Mi vecina nos pidió que bajáramos con ella al garaje. Sería cosa de un minuto. Albergaba sospechas. Creía que alguien estaba durmiendo allí. Sí, en el garaje, en la última planta. Dispone de tres plantas, es un garaje algo tenebroso, como lo son casi todos, con recovecos y esquinas imposibles por las que los conductores se ven obligados a hacer mil maniobras. Tiene otro problema: su último tramo de subida hacia las puertas de salida está al descubierto. Carece de techo. Encaramándose a una cornisa se puede acceder al patio. Y desde el patio no es muy difícil saltar al solar en construcción donde, en verano, los hippies preparan sus tinglados: barbacoas, proyección de películas, charlas, etcétera. Basta con ser hábil en los saltos para pasar de dicho solar al patio que precede al portal del edificio y de ahí al garaje.
Bajamos, pues, hasta la tercera planta, la última. Salimos por la puerta. Lo de estas puertas es curioso: necesitas una llave para salir al garaje, pero no para entrar de nuevo a la zona del ascensor. Al salir por allí, uno suele torcer a la izquierda, que es donde están la mayoría de las plazas. Nuestra vecina dijo que torciéramos a la derecha. Porque había allí, tras una pequeña curva, un recodo en sombras que pasaba desapercibido. Uno de esos rincones de techo bajo donde no puedes meter un vehículo de cuatro ruedas, pero tal vez sí una bicicleta o un par de cachivaches. En un primer vistazo parecía la acumulación de objetos de alguien poco cuidadoso y desordenado, el dueño de una plaza al que no le importa que los demás vean los restos de alguna especie de naufragio. Es decir, daba la impresión de esas buhardillas o sótanos o trasteros donde uno acostumbra a apilar lo que no le sirve ya pero se niega a tirar: una cómoda rota, una máquina de escribir, alguna estantería, una caja con viejos papeles inservibles. Y, en efecto, había un montón de trastos de ese pelo por allí dispersos. En un segundo vistazo me pareció ya otra cosa. Mirando con más detenimiento, me dio la impresión de uno de esos rincones llenos de basura donde no es difícil que aniden las ratas, moviéndose a sus anchas por un territorio repleto de escondites para ocultarse. Estuvimos un rato observando. Y entonces el tercer vistazo me confirmó las sospechas de nuestra vecina. En efecto, allí pernoctaba alguien.

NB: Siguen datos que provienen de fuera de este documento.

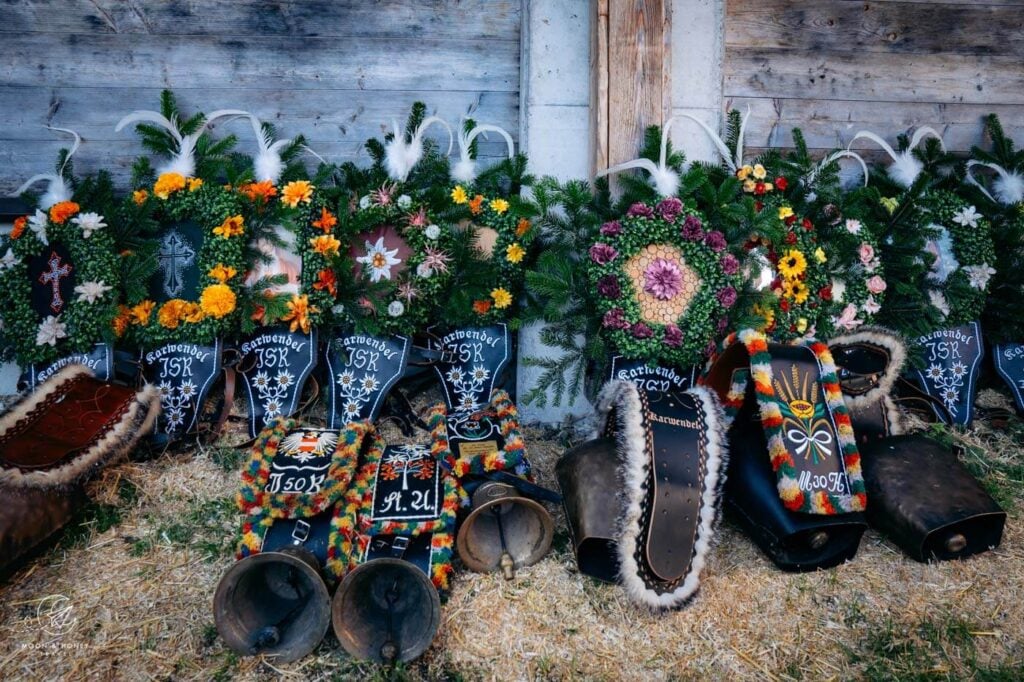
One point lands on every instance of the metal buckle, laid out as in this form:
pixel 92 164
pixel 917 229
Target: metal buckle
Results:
pixel 398 547
pixel 301 531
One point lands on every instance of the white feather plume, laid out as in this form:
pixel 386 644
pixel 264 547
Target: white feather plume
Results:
pixel 665 179
pixel 57 188
pixel 905 168
pixel 400 156
pixel 183 161
pixel 1009 186
pixel 465 168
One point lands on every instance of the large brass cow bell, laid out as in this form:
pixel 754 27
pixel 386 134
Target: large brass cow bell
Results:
pixel 505 530
pixel 386 610
pixel 273 603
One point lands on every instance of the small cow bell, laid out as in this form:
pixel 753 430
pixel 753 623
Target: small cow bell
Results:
pixel 386 610
pixel 505 530
pixel 273 603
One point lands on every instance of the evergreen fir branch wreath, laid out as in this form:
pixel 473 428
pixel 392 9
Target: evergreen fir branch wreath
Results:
pixel 71 255
pixel 190 210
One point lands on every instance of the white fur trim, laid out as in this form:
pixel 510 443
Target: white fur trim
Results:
pixel 136 422
pixel 634 467
pixel 894 343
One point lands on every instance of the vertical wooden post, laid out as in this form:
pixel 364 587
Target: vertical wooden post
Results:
pixel 631 76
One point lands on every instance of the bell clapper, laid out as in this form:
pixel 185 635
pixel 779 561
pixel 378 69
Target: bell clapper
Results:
pixel 507 563
pixel 389 649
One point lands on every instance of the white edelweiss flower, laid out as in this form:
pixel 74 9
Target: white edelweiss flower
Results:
pixel 979 275
pixel 939 301
pixel 37 223
pixel 90 292
pixel 50 330
pixel 380 259
pixel 967 217
pixel 89 222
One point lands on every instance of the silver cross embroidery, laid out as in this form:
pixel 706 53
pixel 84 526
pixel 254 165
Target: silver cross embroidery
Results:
pixel 52 278
pixel 175 255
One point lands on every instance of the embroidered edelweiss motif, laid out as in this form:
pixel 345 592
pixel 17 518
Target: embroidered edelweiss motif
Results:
pixel 380 259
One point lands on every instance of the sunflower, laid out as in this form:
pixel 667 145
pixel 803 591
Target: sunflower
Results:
pixel 232 226
pixel 217 300
pixel 298 313
pixel 502 298
pixel 514 253
pixel 222 272
pixel 297 192
pixel 792 264
pixel 168 183
pixel 64 210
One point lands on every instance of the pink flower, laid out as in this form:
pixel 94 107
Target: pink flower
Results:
pixel 602 254
pixel 715 240
pixel 729 263
pixel 727 297
pixel 673 336
pixel 848 318
pixel 670 208
pixel 866 253
pixel 876 285
pixel 691 229
pixel 663 279
pixel 641 331
pixel 640 209
pixel 614 318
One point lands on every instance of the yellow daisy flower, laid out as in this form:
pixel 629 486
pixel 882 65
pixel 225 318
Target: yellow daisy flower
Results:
pixel 514 253
pixel 502 298
pixel 792 264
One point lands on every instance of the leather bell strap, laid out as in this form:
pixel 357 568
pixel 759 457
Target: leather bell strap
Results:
pixel 810 436
pixel 401 495
pixel 293 480
pixel 361 370
pixel 73 424
pixel 672 454
pixel 472 365
pixel 184 374
pixel 274 367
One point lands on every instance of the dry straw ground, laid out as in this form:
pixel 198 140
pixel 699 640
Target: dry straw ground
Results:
pixel 140 568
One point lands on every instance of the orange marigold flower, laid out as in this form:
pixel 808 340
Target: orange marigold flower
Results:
pixel 298 313
pixel 168 183
pixel 64 210
pixel 327 220
pixel 140 313
pixel 222 272
pixel 327 280
pixel 326 245
pixel 297 192
pixel 18 228
pixel 232 226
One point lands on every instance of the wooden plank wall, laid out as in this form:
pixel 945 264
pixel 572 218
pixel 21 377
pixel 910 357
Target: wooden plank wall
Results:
pixel 837 67
pixel 336 71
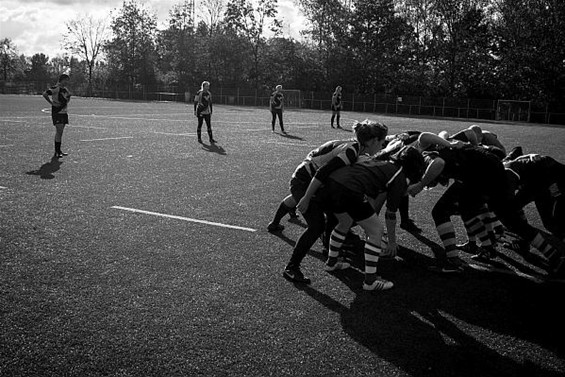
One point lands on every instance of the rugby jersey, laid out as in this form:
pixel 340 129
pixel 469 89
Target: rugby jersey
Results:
pixel 345 152
pixel 60 97
pixel 371 177
pixel 203 102
pixel 277 100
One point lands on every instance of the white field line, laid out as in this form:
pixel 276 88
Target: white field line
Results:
pixel 184 219
pixel 174 134
pixel 93 127
pixel 294 144
pixel 110 138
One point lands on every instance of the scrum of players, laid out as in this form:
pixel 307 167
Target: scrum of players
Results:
pixel 344 183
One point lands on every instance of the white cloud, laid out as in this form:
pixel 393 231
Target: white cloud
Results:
pixel 38 26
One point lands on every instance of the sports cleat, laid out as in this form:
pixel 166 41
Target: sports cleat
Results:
pixel 275 227
pixel 410 226
pixel 468 247
pixel 294 274
pixel 378 285
pixel 337 266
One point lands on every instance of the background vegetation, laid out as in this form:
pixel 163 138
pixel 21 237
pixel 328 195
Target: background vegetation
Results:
pixel 481 49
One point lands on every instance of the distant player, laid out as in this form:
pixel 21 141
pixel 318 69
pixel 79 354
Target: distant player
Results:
pixel 336 106
pixel 203 111
pixel 59 96
pixel 276 105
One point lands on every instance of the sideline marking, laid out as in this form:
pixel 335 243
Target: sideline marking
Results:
pixel 184 218
pixel 96 128
pixel 173 134
pixel 110 138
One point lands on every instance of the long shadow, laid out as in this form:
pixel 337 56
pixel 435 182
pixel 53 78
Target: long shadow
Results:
pixel 214 148
pixel 293 137
pixel 47 169
pixel 422 325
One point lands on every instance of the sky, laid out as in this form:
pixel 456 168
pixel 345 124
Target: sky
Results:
pixel 38 26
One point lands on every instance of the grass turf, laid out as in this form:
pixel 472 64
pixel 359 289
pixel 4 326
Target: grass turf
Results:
pixel 90 290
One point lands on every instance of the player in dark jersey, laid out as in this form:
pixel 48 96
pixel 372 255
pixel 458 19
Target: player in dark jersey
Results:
pixel 540 179
pixel 348 195
pixel 58 97
pixel 393 144
pixel 475 135
pixel 315 170
pixel 276 105
pixel 336 106
pixel 482 178
pixel 203 111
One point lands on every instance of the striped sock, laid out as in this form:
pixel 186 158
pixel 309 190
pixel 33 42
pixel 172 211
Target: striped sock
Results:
pixel 336 242
pixel 446 233
pixel 372 253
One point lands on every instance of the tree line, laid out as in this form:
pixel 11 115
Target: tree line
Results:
pixel 491 49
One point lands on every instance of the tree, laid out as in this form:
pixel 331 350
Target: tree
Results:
pixel 251 21
pixel 131 52
pixel 8 58
pixel 86 37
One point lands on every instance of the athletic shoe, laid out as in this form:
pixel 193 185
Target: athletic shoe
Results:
pixel 378 285
pixel 485 254
pixel 410 226
pixel 337 266
pixel 273 227
pixel 468 247
pixel 294 274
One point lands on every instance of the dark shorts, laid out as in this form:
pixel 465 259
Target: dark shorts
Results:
pixel 340 199
pixel 60 119
pixel 298 188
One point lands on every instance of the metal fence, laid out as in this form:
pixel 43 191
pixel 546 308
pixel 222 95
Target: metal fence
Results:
pixel 443 107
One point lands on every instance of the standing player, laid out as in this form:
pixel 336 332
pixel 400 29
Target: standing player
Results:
pixel 336 106
pixel 203 110
pixel 276 105
pixel 59 96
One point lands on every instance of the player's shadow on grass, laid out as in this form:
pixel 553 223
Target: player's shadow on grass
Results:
pixel 292 137
pixel 214 148
pixel 47 169
pixel 431 324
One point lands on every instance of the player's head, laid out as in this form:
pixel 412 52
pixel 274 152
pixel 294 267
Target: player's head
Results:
pixel 63 78
pixel 444 135
pixel 412 163
pixel 478 131
pixel 370 134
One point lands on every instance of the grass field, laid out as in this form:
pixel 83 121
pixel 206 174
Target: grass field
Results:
pixel 144 253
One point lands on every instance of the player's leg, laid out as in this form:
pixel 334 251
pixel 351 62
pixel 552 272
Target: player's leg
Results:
pixel 199 128
pixel 279 113
pixel 446 206
pixel 374 231
pixel 315 221
pixel 208 119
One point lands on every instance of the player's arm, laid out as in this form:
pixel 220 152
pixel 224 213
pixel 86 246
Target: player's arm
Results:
pixel 46 95
pixel 339 161
pixel 434 169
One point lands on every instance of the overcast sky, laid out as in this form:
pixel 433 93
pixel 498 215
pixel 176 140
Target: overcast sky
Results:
pixel 37 26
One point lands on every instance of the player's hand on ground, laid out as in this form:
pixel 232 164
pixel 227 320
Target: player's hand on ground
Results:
pixel 303 205
pixel 415 189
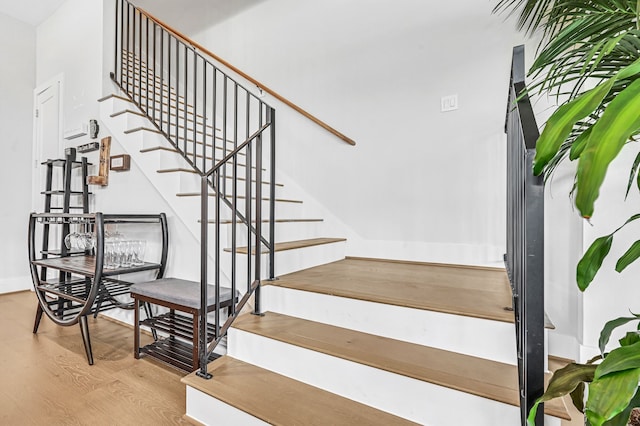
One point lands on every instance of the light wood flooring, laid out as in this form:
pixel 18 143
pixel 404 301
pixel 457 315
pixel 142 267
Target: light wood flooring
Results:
pixel 45 378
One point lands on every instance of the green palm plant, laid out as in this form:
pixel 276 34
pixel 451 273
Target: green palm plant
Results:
pixel 589 58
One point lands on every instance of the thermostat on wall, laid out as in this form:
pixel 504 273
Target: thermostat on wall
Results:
pixel 88 147
pixel 75 132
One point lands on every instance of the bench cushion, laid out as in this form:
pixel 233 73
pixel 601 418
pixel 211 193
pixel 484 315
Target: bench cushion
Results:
pixel 180 292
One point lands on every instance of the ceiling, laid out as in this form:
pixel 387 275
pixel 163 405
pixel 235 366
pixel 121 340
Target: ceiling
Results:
pixel 32 12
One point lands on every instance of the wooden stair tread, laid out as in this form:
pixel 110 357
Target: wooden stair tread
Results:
pixel 454 289
pixel 292 245
pixel 228 221
pixel 212 194
pixel 261 393
pixel 190 154
pixel 478 376
pixel 185 170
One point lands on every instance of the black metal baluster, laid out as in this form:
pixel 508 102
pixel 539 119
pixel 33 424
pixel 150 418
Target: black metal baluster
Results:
pixel 234 202
pixel 224 133
pixel 248 214
pixel 146 20
pixel 204 115
pixel 215 120
pixel 185 97
pixel 194 109
pixel 204 257
pixel 272 194
pixel 139 56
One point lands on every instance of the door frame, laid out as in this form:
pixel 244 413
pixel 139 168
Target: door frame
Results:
pixel 35 147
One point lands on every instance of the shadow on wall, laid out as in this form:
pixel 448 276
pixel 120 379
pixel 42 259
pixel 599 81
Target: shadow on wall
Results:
pixel 193 16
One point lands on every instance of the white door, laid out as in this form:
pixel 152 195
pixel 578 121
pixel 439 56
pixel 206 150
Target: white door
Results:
pixel 46 136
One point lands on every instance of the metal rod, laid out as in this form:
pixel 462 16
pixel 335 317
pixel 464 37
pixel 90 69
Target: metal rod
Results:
pixel 155 75
pixel 204 116
pixel 204 257
pixel 217 258
pixel 118 46
pixel 195 108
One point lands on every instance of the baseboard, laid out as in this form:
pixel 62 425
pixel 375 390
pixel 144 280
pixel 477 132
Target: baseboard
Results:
pixel 12 285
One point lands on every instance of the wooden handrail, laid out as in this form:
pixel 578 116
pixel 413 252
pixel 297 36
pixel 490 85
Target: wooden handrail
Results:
pixel 248 78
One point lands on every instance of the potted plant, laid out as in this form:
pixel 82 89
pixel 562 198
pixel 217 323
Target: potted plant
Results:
pixel 590 57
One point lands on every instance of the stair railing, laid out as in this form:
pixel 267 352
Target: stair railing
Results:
pixel 203 113
pixel 525 239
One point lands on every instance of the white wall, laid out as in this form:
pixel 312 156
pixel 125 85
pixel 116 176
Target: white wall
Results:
pixel 376 72
pixel 71 42
pixel 17 72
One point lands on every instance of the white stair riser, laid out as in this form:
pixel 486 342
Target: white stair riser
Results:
pixel 419 401
pixel 454 333
pixel 210 411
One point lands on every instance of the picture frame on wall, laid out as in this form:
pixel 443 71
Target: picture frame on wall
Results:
pixel 120 163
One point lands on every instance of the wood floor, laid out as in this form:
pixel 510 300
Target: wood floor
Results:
pixel 45 378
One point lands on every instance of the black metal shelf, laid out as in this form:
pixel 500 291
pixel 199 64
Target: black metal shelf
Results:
pixel 86 265
pixel 177 325
pixel 173 352
pixel 83 286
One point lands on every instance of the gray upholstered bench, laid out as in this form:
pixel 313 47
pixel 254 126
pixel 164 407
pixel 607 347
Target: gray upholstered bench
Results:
pixel 181 296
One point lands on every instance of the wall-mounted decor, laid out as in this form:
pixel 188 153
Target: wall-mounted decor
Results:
pixel 88 147
pixel 93 129
pixel 71 153
pixel 120 163
pixel 103 170
pixel 75 132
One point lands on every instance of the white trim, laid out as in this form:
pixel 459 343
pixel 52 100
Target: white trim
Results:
pixel 11 285
pixel 36 150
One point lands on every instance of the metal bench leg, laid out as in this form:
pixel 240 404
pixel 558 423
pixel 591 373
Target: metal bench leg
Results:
pixel 84 329
pixel 36 324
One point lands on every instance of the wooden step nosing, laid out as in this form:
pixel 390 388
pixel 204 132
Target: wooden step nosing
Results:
pixel 212 194
pixel 184 170
pixel 292 245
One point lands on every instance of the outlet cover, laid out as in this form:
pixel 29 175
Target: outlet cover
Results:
pixel 449 103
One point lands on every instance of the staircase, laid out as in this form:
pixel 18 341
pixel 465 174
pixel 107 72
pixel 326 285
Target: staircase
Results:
pixel 371 332
pixel 339 340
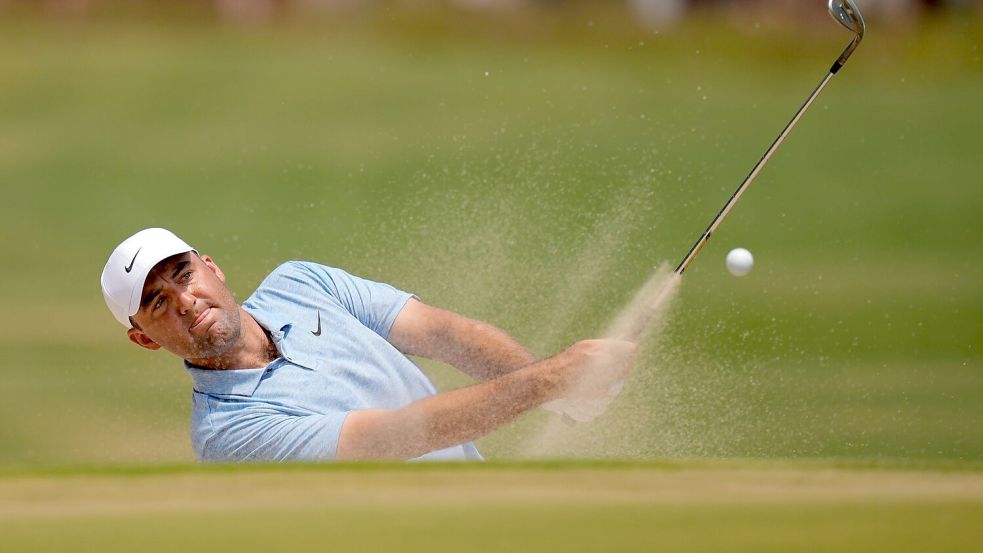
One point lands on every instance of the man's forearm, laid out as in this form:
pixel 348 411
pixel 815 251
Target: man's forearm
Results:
pixel 481 350
pixel 451 418
pixel 476 348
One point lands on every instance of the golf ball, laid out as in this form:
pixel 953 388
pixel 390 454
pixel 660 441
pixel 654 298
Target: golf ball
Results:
pixel 739 262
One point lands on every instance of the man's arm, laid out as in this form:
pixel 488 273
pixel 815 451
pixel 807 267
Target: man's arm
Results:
pixel 459 416
pixel 479 349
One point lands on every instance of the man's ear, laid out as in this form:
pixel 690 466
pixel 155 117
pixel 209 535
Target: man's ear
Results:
pixel 141 339
pixel 210 263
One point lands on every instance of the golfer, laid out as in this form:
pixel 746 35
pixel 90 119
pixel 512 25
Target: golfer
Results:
pixel 312 366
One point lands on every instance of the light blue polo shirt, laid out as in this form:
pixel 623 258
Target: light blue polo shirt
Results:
pixel 330 328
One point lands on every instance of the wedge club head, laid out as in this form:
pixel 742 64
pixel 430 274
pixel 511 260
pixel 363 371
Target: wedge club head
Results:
pixel 848 14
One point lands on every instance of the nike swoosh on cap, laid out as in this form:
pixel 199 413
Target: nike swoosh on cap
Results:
pixel 130 267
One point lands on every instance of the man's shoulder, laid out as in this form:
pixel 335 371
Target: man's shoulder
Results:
pixel 293 271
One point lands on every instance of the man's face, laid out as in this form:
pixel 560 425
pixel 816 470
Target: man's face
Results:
pixel 187 309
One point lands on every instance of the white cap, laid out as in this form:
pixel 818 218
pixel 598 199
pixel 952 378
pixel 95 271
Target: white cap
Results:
pixel 128 267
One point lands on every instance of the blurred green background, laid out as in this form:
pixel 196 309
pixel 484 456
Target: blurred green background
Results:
pixel 531 172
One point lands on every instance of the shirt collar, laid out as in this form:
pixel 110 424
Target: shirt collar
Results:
pixel 236 382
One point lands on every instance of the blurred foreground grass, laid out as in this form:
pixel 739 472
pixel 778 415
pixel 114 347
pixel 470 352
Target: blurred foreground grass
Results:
pixel 684 506
pixel 533 182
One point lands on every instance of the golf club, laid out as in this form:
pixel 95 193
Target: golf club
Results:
pixel 848 15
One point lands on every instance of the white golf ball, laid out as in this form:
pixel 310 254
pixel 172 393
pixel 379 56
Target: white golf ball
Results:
pixel 739 262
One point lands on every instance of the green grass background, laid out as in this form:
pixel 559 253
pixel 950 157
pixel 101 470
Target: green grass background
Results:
pixel 532 177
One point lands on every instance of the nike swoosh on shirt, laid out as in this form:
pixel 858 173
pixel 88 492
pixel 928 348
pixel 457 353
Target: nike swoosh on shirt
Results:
pixel 130 267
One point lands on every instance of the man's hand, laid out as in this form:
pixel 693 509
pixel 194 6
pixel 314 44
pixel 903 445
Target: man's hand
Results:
pixel 587 369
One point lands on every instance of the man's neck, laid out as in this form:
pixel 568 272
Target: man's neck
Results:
pixel 254 349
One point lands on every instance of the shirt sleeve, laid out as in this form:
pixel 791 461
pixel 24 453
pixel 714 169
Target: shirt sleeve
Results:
pixel 374 304
pixel 276 436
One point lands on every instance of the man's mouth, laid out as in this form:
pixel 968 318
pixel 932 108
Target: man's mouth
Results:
pixel 201 317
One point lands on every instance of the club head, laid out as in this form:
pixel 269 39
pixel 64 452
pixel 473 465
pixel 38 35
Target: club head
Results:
pixel 848 14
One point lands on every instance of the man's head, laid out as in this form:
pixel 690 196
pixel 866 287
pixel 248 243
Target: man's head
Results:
pixel 168 296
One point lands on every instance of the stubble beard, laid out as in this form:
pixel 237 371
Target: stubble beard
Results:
pixel 221 337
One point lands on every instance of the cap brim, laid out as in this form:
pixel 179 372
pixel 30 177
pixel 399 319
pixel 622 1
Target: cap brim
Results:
pixel 141 270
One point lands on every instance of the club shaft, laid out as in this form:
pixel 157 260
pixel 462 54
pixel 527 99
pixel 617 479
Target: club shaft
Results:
pixel 747 180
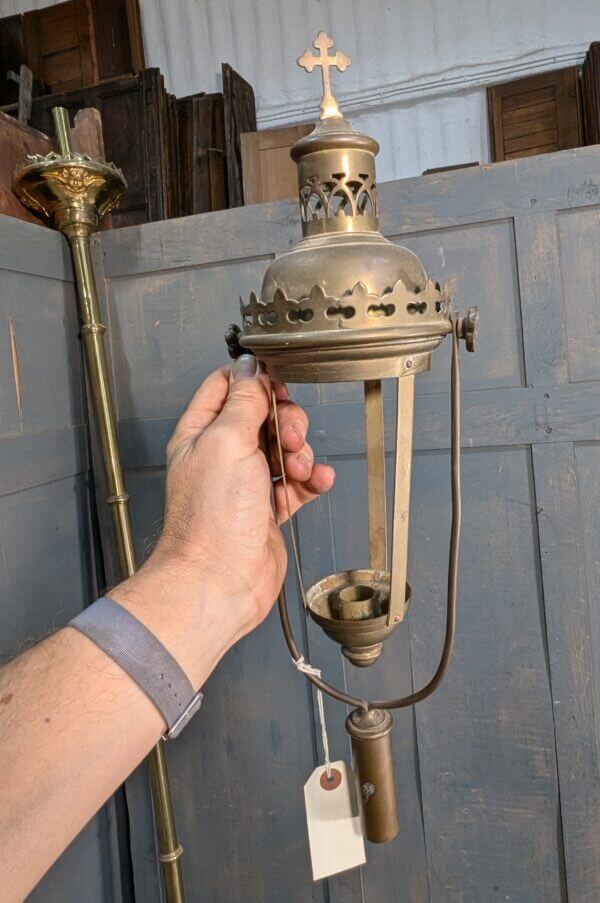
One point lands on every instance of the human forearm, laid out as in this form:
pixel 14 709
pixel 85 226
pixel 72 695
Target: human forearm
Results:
pixel 74 725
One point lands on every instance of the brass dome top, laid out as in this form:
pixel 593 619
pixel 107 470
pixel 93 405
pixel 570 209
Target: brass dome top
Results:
pixel 345 303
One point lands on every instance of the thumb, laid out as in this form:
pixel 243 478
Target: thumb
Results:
pixel 247 403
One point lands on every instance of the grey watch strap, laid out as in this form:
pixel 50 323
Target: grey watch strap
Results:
pixel 135 649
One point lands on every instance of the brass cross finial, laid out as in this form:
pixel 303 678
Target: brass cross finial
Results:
pixel 341 61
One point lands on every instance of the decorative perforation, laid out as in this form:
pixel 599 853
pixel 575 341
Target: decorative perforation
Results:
pixel 356 309
pixel 341 195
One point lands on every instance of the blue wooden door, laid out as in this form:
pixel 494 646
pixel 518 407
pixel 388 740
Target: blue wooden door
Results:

En los primeros vistazos, con el rincón en sombras, uno no era capaz de distinguir las piezas que componían aquella estampa sucia y caótica. Pero luego me fijé en que, casi al fondo, había un colchón plegado encima de un mueble. En que había algunas mantas y un bulto de ropa que podía hacer perfectamente las veces de almohada. El conjunto presentaba una imagen propia de nido. Es decir, como esa especie de nidos llenos de trapajos, periódicos y mantas raídas que suelen preparar los mendigos que duermen en los soportales de Madrid. Pero lo más concluyente fue algo en lo que al principio no reparé: un paquete de seis botellas grandes de agua mineral. Nadie con una plaza de garaje compra seis botellas de agua mineral y las deja allí mismo. No tiene ningún sentido. Cualquiera se las podría quitar: un gracioso o algún vecino con mala idea. Así que está claro que hay al menos una persona durmiendo en el garaje. Meses atrás conté aquí la historia de un hombre invisible que dormía en el portal, pasando del ático a los cuartos de la basura para que no lo pillasen. Hasta que vino la policía y el tipo huyó. Lo llamo “hombre invisible” porque nunca lo vimos, pero sí notamos sus huellas: orines, excrementos, ruidos nocturnos y madrugadores. Sospecho que es la misma persona. Y la idea le inquieta a uno.